Refresher training
-
Due to the Data (Use and Access) Act coming into law on 19 June 2025, this guidance is under review and may be subject to change. The Plans for new and updated guidance page will tell you about which guidance will be updated and when this will happen.
Control measure: Refresher training is sufficiently comprehensive, effective, kept up-to-date and delivered at appropriate intervals.
Risk: Insufficient or out-of-date refresher training substantially increases the risk of a personal data breach. Staff knowledge diminishes in value and effectiveness if staff do not undergo up-to-date refresher training. This may breach UK GDPR articles 5(1)(f) and 32.
Ways to meet our expectations:
- Include key areas of data protection in refresher training, such as handling requests, data sharing, information security, personal data breaches and records management.
- Assign the responsibility to oversee and approve refresher training to the DPO, information governance manager or equivalent.
- Require staff complete refresher training at appropriate intervals.
- Require all grades, including senior managers to complete refresher training.
- Deliver refresher training to all staff including voluntary, temporary and contract staff.
- Provide alternative refresher training to non-computer based staff, if the refresher training is primarily computer based.
- Document when staff last received refresher training by keeping complete and up-to-date records.
- Periodically review the refresher training material to ensure it remains up-to-date and fit for purpose.

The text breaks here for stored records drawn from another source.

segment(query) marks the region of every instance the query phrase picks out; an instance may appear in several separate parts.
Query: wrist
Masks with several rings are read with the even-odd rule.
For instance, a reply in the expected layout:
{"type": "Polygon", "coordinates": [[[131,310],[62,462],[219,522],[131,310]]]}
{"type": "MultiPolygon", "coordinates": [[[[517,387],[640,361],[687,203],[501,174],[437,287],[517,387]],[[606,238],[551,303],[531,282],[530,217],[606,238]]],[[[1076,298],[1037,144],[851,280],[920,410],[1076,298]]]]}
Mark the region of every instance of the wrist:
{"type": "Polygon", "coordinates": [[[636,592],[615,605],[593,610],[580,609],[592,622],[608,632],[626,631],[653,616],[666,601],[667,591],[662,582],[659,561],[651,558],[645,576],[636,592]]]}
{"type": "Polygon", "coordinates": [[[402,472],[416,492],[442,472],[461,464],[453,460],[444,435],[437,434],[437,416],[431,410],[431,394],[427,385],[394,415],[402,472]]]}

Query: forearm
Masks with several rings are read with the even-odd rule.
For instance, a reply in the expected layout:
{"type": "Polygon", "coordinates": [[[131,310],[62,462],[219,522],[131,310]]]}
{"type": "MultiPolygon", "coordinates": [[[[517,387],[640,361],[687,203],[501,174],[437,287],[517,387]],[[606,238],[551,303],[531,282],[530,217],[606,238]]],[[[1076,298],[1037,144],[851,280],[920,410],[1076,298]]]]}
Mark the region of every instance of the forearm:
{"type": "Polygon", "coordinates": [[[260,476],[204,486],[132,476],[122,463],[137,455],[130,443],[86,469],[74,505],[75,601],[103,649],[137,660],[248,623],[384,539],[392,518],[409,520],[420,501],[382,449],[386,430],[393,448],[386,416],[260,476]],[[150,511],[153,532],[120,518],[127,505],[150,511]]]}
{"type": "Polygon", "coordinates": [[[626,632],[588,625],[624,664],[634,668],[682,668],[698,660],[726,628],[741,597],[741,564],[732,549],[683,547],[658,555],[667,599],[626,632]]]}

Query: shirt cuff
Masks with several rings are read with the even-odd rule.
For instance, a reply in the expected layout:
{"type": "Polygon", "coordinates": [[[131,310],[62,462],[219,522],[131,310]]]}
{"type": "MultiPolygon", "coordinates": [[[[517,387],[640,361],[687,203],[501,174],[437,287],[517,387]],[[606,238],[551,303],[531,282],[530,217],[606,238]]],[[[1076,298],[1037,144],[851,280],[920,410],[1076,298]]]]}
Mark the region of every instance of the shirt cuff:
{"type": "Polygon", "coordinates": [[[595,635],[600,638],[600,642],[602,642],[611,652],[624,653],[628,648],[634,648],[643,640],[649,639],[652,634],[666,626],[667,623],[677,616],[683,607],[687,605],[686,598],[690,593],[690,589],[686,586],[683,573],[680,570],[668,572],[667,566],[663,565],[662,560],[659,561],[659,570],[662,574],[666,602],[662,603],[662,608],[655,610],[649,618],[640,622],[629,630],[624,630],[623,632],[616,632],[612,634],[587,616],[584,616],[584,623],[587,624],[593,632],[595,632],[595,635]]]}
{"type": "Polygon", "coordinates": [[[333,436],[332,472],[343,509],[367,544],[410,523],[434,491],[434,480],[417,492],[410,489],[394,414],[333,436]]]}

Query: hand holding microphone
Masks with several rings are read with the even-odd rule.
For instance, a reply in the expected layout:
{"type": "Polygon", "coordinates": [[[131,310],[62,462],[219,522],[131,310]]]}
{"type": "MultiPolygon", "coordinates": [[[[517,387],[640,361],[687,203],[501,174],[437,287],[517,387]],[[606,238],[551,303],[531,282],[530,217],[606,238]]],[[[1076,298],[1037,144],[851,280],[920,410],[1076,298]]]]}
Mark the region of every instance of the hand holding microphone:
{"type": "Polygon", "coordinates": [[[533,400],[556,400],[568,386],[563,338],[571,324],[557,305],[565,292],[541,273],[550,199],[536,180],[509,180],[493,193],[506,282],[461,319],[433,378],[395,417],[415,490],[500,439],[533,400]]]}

- Assess staff understanding of the training using a knowledge check with a minimum pass mark. Support staff who need further training if they consistently do not achieve the minimum pass mark.
Options to consider:
- Implement a system which notifies staff and managers about upcoming refresher training.
- Periodically refresh training material to keep staff engaged.
- Periodically review and change assessment questions.
- Set a specified timeframe for staff to complete refresher training.
- Remove access to personal information if staff do not complete refresher training within the specified timeframe.
- Monitoring staff completion rates.
- Assign responsibility to heads of departments or managers to confirm staff have completed refresher training within a specified time frame.